Patterns fix the environment so the checklist becomes unnecessary.
Provide recordings
→ Asynchronous First
Design everything to work without being there live.
- Recordings are standard, not special
- Materials stand alone outside events
- Participation can happen before, during, or after
See also:
- Participation Without Presence – Stimpunks Foundation
- Flexible Participation (pattern recipe)
Allow extra time
→ Elastic Time
Time should flex with bodyminds.
- Deadlines become windows
- Self-paced paths are normal
- Grace is built in, not granted
See also:
- Recovery Cycles (pattern recipe)
- Bodymind Break (pattern)
Offer alternative formats
→ Multimodal Access
Information should never be locked to one channel.
- Text, audio, and visual options by default
- Captions and transcripts always available
- Multiple ways to respond and express
See also:
- Spiky Abilities (experience)
- Sensory Thresholds (pattern)
Provide quiet spaces
→ Sensory Zoning
One environment cannot fit all nervous systems.
- Quiet, low-stimulation, and active zones
- Clear signaling of sensory load
- Freedom to move between zones
See also:
- Pattern 18 — Sensory Thresholds – Stimpunks Foundation
- Designing Sensory-Safe Spaces (pattern recipe)
Be flexible with participation
→ Participation Without Presence
Participation is not the same as being visibly present.
- Async, chat, and indirect contributions count
- Cameras optional, never required
- Contribution can be delayed
See also:
- Participation Without Presence – Stimpunks Foundation
- Intermittent Collaboration (pattern recipe)
Let people ask for help
→ Ambient Support
Support should exist before crisis.
- Clear instructions and examples
- Multiple support channels
- Check-ins that don’t require disclosure
See also:
- Neurodiversity-Affirming Care
- Field Guide to Coping
Make reasonable adjustments
→ Access as Baseline
Access is not an exception. It’s infrastructure.

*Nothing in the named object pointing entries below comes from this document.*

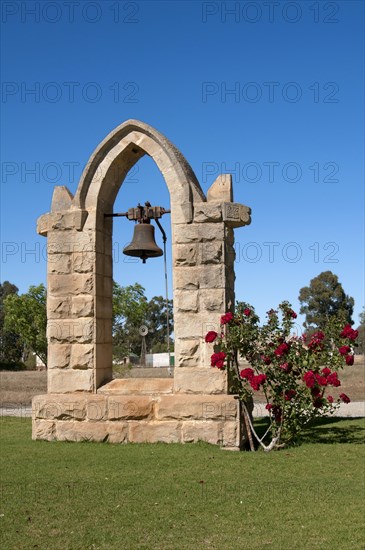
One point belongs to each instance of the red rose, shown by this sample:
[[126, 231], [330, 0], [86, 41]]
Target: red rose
[[256, 381], [318, 402], [326, 371], [283, 348], [211, 336], [349, 333], [309, 379], [285, 367], [345, 398], [344, 350], [289, 394], [226, 318], [217, 359], [332, 380], [247, 374], [321, 380]]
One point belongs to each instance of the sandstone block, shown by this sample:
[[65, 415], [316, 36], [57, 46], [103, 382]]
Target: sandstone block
[[187, 352], [196, 407], [137, 386], [70, 380], [82, 356], [201, 431], [70, 330], [59, 263], [187, 278], [153, 432], [205, 380], [236, 214], [58, 307], [130, 407], [81, 431], [186, 301], [66, 285], [221, 190], [197, 233], [185, 254], [83, 262], [211, 253], [82, 306], [59, 355], [213, 300], [59, 406], [205, 212]]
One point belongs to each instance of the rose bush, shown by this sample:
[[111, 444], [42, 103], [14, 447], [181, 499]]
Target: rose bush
[[294, 373]]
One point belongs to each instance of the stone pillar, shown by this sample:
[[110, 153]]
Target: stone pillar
[[203, 259]]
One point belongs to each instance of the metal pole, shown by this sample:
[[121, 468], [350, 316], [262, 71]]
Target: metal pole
[[167, 293]]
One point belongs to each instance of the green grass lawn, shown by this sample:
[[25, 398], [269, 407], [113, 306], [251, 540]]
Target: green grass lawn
[[72, 496]]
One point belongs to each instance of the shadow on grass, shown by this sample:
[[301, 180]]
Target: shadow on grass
[[326, 430]]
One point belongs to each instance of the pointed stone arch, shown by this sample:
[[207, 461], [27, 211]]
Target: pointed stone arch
[[79, 304]]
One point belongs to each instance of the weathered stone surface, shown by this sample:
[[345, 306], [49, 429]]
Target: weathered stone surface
[[66, 285], [83, 262], [186, 254], [236, 215], [205, 212], [187, 352], [186, 278], [58, 307], [70, 380], [43, 429], [213, 300], [137, 386], [58, 355], [211, 253], [186, 301], [199, 380], [81, 431], [196, 407], [201, 431], [82, 305], [59, 263], [70, 330], [197, 233], [130, 407], [59, 406], [221, 190], [152, 432], [82, 356]]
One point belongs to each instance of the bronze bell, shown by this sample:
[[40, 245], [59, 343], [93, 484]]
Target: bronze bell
[[143, 244]]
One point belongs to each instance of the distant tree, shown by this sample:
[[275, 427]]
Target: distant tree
[[361, 330], [129, 313], [11, 345], [156, 321], [26, 315], [325, 298], [131, 310]]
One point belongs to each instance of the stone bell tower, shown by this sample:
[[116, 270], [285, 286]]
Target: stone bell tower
[[83, 402]]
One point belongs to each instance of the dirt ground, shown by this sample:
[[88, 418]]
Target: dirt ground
[[19, 387]]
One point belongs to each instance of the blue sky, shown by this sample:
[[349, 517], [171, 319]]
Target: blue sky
[[270, 91]]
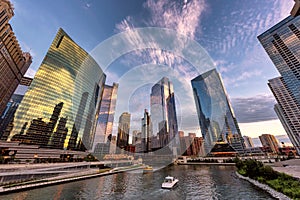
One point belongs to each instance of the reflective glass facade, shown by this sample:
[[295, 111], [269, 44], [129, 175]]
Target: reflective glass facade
[[287, 110], [163, 112], [282, 43], [106, 114], [60, 107], [13, 62], [216, 117], [123, 131]]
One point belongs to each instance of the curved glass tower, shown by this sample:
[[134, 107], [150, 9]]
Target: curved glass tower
[[59, 110]]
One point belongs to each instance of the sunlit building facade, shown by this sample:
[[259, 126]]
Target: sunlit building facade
[[13, 62], [146, 132], [123, 131], [216, 117], [248, 142], [269, 141], [59, 109], [106, 114], [287, 110], [282, 43], [163, 112]]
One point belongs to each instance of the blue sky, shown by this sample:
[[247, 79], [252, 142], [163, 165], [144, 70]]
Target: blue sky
[[227, 30]]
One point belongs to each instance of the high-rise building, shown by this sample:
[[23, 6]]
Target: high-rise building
[[12, 105], [9, 112], [13, 62], [60, 107], [248, 142], [282, 42], [269, 141], [287, 110], [146, 132], [215, 114], [123, 131], [181, 134], [106, 114], [163, 112]]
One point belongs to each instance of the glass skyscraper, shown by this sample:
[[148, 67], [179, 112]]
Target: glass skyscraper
[[216, 118], [146, 132], [282, 43], [123, 131], [163, 112], [13, 62], [60, 107]]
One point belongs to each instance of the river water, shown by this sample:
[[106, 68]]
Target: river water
[[195, 182]]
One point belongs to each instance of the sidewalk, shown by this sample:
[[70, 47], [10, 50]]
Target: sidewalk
[[290, 167]]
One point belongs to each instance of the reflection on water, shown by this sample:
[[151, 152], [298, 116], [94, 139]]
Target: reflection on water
[[195, 182]]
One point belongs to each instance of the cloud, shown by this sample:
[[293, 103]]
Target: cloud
[[182, 17], [254, 109]]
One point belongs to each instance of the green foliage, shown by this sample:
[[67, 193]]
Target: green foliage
[[265, 174]]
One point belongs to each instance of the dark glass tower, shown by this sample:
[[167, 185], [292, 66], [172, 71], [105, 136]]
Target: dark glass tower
[[59, 108], [163, 112], [216, 118], [282, 43]]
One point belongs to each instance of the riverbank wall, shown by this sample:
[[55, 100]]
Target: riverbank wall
[[64, 179], [271, 191]]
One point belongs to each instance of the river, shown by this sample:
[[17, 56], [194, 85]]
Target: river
[[195, 182]]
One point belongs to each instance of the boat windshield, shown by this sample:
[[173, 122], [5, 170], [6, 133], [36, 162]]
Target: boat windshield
[[168, 180]]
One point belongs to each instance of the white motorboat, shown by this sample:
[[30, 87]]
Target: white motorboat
[[169, 182]]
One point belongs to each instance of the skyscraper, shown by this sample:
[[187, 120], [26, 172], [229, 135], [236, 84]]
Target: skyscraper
[[146, 132], [106, 114], [163, 112], [287, 110], [13, 62], [215, 114], [123, 131], [248, 142], [282, 42], [60, 107], [9, 112], [269, 141]]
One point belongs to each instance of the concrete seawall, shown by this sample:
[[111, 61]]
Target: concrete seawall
[[271, 191], [64, 179]]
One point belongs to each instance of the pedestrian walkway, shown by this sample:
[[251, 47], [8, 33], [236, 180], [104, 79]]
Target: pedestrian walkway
[[290, 167]]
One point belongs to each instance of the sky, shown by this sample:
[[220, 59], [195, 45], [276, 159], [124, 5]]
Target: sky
[[226, 31]]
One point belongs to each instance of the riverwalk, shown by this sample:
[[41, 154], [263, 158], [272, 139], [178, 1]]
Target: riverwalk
[[290, 167], [83, 174]]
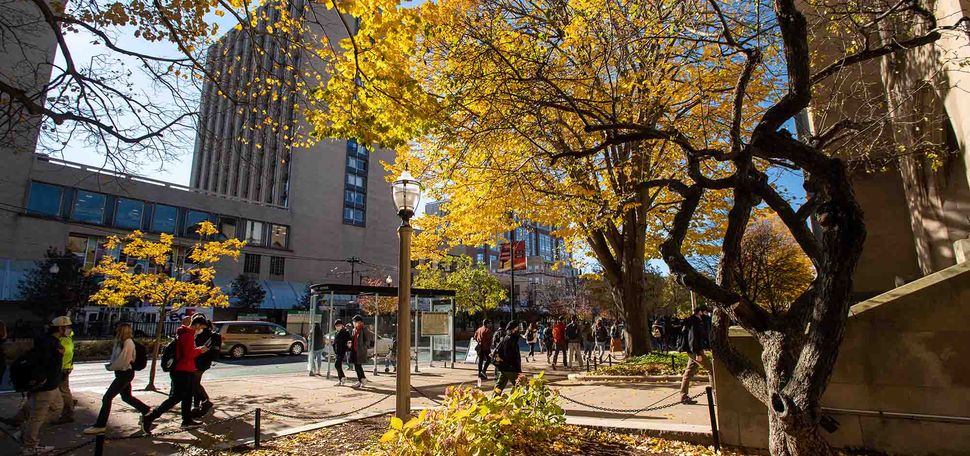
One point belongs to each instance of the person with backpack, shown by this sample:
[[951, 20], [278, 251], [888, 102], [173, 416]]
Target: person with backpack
[[122, 363], [182, 372], [601, 338], [483, 338], [38, 373], [213, 341], [694, 341], [341, 345], [360, 340], [574, 340], [65, 337], [532, 339], [559, 344], [508, 358]]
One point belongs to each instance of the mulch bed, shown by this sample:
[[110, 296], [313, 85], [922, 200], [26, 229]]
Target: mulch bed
[[355, 436]]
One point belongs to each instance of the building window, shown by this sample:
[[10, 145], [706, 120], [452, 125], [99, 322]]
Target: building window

- Design for variability from the start
- Assume fluctuating capacity
- Remove proof and gatekeeping
See also:
- 🧠 Livable Worlds Checklist: A Practical Audit for Building Environments You Can Exist In – Stimpunks Foundation
- Enable Dignity (access page)
The Meta-Pattern
Design for Non-Disclosure
The best accessibility system is the one that doesn’t require anyone to explain themselves.
If someone has to say:
“I need special treatment”
your system has already failed.
Design so they don’t have to ask.
From Aftercare to Infrastructure
Checklists treat access as something you add later.
Patterns treat access as something you build in.
| Checklist | Pattern |
|---|---|
| Reactive | Proactive |
| Individual fixes | Environmental design |
| Requires asking | Works without asking |
| Fragile | Durable |
Build Your Livable World
If you’re starting anywhere, start here:
- 🧠 Livable Worlds Checklist: A Practical Audit for Building Environments You Can Exist In – Stimpunks Foundation
- Start Here – Stimpunks Foundation
- Explore the Pattern Library – Stimpunks Foundation
Don’t try to implement everything.
Pick one pattern. Apply it fully.
Then another.
That’s how environments change.
Bottom Line
Accessibility that depends on asking isn’t accessibility.
It’s negotiation.
Patterns let you stop negotiating and start building worlds people can actually live in.